- Genre: Anthology drama
- Country of origin: United States
- Original language: English
- No. of seasons: 1
- No. of episodes: 13

Production
- Camera setup: Multi-camera
- Running time: 48 mins.

Original release
- Network: CBS
- Release: October 10, 1950 – March 27, 1951

= Prudential Family Playhouse =

American TV anthology drama series (1950–1951)

Prudential Family Playhouse is an American television anthology drama series that aired on live CBS from October 1950 to March 1951. It debuted on October 10, 1950, and ended on March 27, 1951. Sponsored by Prudential Insurance, the series features actors in adaptations of Broadway plays or best selling novels.

Among its stars were Gertrude Lawrence, Ruth Chatterton, Grace Kelly, Bert Lahr, Eva Marie Saint, Jessica Tandy, Helen Hayes, Kay Francis, Kevin McCarthy, and Dorothy Gish. Its writers included playwrights George Abbott, Robert Anderson, Ruth Gordon, and Sidney Howard.

==Episodes==

Partial List of Episodes of Prudential Family Playhouse
| Date | Title | Actor(s) |
|---|---|---|
| December 5, 1950 | "The Barretts of Wimpole Street" | Hayes, Bethel Leslie |
| December 19, 1950 | "Over 21" | Ruth Gordon |
| January 2, 1951 | "Burlesque" | Lahr |
| February 13, 1951 | "Berkeley Square" | Richard Greene, Kelly |
| February 27, 1951 | "Ruggles of Red Gap" | Cyril Ritchard, Glenda Farrell, Walter Abel |

==Production notes==
The series was broadcast live from New York City. It broadcast in only twelve cities across the United States because the writers of the properties used in the series refused to allow the show to be broadcast using kinescope.
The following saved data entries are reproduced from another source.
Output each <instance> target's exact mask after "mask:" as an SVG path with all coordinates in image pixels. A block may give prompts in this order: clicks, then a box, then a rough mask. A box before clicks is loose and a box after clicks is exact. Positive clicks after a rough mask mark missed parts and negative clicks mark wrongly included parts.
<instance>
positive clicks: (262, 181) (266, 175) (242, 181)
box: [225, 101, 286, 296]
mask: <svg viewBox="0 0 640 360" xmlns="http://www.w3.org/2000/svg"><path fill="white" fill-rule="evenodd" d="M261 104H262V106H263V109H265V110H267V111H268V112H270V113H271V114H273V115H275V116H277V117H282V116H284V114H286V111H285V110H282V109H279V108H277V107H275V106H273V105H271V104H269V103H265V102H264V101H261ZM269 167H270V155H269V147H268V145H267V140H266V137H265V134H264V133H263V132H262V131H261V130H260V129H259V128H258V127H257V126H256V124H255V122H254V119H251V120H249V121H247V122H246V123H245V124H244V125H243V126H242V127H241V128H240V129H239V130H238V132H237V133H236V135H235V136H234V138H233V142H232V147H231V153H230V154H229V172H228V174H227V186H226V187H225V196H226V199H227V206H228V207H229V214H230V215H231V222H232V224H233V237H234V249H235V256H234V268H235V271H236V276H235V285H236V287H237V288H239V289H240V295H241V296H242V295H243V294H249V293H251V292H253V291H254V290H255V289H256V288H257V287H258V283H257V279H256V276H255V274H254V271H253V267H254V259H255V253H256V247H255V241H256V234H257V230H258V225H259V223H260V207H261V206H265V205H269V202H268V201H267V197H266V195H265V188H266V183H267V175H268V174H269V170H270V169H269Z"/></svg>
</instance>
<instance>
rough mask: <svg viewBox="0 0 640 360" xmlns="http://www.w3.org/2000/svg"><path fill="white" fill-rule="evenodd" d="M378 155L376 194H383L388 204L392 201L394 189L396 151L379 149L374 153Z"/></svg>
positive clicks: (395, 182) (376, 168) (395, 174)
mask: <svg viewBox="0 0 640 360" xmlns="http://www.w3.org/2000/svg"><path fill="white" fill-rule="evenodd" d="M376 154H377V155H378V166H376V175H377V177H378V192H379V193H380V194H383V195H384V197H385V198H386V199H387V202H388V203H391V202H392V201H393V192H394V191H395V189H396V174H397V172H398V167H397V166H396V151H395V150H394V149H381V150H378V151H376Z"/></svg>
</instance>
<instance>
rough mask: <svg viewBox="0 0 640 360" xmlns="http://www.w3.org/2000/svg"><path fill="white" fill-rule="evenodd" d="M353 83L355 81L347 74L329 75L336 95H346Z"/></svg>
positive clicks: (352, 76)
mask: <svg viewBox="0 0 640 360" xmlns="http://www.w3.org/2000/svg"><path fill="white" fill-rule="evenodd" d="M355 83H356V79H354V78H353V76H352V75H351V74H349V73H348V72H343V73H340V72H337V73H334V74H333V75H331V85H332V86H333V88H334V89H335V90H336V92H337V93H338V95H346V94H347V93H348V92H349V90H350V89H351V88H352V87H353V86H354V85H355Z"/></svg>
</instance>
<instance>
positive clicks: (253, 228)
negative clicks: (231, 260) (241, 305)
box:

Prudential Family Playhouse aired on Tuesdays from 8 to 9 p.m. Eastern Time, alternating with Sure As Fate, opposite the highly rated Texaco Star Theater, hosted by Milton Berle. As a result, the series struggled in the ratings. In February 1951, CBS announced that they were canceling the series. The final episode aired on March 27, 1951.

==Critical response==
Saul Carson wrote in The New Republic, "The dramas you'll see may not be masterpieces, but the acting and production are always excellent." He cited a production of "Skylark" that starred Gertrude Lawrence and Donald Cook, saying, "Miss Lawrence was splendid, and Cook and the rest of the cast knew how to underact for the greatest small-screen effectiveness."